Thursday, February 25, 2016

Sleeping with the Other

Advances in the study of ancient DNA have led to the finding that modern non-African humans have 1-2% of our DNA coming from Neanderthals, and the Neanderthals also had human DNA.
This exchange, the scientists conclude, took place about 100,000 years ago. That’s a puzzling date, because a great deal of evidence indicates that the ancestors of today’s non-Africans did not expand out of Africa until 50,000 to 60,000 years ago.
 Neanderthals are either a closely related species, or subspecies of our own Homo sapiens.  They split off from the last common ancestor about 600,000 years ago, and left African for Europe.   Studies suggest they had a distinct culture including the burial of the dead.
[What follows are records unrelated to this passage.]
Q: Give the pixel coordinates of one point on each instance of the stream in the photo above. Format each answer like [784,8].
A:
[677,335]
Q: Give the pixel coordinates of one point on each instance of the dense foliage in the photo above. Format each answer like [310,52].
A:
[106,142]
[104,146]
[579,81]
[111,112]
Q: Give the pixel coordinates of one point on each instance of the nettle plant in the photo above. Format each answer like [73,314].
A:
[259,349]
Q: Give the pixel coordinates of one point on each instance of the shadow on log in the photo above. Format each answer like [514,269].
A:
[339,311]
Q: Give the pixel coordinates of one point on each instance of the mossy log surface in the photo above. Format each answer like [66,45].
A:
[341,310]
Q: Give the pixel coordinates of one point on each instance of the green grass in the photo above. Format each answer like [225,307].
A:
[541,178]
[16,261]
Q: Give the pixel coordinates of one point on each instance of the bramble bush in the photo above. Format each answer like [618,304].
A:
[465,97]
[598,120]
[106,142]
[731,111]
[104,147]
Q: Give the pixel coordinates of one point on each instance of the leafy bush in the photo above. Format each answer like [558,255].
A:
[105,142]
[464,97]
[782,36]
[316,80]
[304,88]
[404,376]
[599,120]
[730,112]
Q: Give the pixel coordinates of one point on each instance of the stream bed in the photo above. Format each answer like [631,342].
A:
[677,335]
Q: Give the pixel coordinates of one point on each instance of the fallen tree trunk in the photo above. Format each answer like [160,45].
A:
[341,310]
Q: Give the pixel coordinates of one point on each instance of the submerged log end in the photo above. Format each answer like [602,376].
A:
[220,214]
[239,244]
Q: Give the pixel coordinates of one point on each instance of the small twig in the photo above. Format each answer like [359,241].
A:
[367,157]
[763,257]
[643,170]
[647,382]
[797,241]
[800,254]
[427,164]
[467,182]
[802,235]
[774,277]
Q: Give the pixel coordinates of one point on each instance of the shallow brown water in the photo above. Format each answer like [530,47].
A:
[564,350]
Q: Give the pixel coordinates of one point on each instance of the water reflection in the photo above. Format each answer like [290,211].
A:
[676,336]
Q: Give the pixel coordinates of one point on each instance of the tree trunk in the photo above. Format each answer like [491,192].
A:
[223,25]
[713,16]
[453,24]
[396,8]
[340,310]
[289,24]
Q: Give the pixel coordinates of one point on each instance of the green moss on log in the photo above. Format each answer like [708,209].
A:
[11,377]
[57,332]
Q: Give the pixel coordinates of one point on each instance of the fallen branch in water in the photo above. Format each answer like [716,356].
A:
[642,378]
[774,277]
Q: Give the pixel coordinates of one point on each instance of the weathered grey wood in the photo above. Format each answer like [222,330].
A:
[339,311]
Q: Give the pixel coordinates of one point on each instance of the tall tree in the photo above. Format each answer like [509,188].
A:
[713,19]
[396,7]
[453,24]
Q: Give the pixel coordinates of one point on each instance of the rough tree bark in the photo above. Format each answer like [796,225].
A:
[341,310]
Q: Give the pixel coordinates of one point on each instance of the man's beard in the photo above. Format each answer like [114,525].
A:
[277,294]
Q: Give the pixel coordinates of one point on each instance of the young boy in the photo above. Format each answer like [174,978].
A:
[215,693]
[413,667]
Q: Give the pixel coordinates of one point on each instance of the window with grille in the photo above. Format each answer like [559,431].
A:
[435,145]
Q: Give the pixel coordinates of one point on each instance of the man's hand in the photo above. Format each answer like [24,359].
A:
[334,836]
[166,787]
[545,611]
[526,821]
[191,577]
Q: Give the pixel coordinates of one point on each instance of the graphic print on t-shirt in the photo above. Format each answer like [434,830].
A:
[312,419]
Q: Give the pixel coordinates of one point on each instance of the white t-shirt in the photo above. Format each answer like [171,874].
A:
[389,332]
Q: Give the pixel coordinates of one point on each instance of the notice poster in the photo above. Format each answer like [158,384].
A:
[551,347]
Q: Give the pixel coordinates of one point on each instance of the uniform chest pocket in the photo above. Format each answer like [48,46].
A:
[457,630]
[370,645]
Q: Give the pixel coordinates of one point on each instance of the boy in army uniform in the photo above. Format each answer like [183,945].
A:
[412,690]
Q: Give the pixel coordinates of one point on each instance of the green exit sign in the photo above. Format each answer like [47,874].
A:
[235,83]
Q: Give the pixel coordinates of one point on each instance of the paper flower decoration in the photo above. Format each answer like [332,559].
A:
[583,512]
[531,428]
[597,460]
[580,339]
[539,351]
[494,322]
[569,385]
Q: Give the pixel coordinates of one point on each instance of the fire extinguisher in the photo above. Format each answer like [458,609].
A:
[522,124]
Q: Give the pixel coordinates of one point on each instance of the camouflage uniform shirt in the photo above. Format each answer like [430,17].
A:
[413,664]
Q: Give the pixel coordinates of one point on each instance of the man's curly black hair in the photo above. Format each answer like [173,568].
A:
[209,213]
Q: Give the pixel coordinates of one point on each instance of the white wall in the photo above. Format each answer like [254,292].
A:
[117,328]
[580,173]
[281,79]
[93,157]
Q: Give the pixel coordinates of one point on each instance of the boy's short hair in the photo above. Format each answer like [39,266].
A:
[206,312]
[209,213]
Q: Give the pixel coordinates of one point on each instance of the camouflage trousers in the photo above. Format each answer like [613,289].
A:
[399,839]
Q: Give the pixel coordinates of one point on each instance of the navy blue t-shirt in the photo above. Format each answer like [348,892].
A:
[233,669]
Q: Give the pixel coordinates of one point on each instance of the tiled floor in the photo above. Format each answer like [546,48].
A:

And these genes have effects on our health:
Snippets of Neanderthal DNA contribute to the contemporary risk for myriad ills, including heart attack, nicotine addiction and mood disorders as well as incontinence, foot callouses and precancerous skin lesions.
The identification of these sequences is made because they exist in the Neanderthal genome, and not in the genomes of Africans.

So, you have to wonder;  how did it happen?  what sort of communication occurred between these different groups of early humans that they interbred, and did so sufficiently to leave permanent records in the genomes of both?

I mean, we can't even get along with one another.



1 comment:

Kevin K said...

A rather unfortunate but seemingly likely hypothesis is that modern humans kept Neanderthal slaves.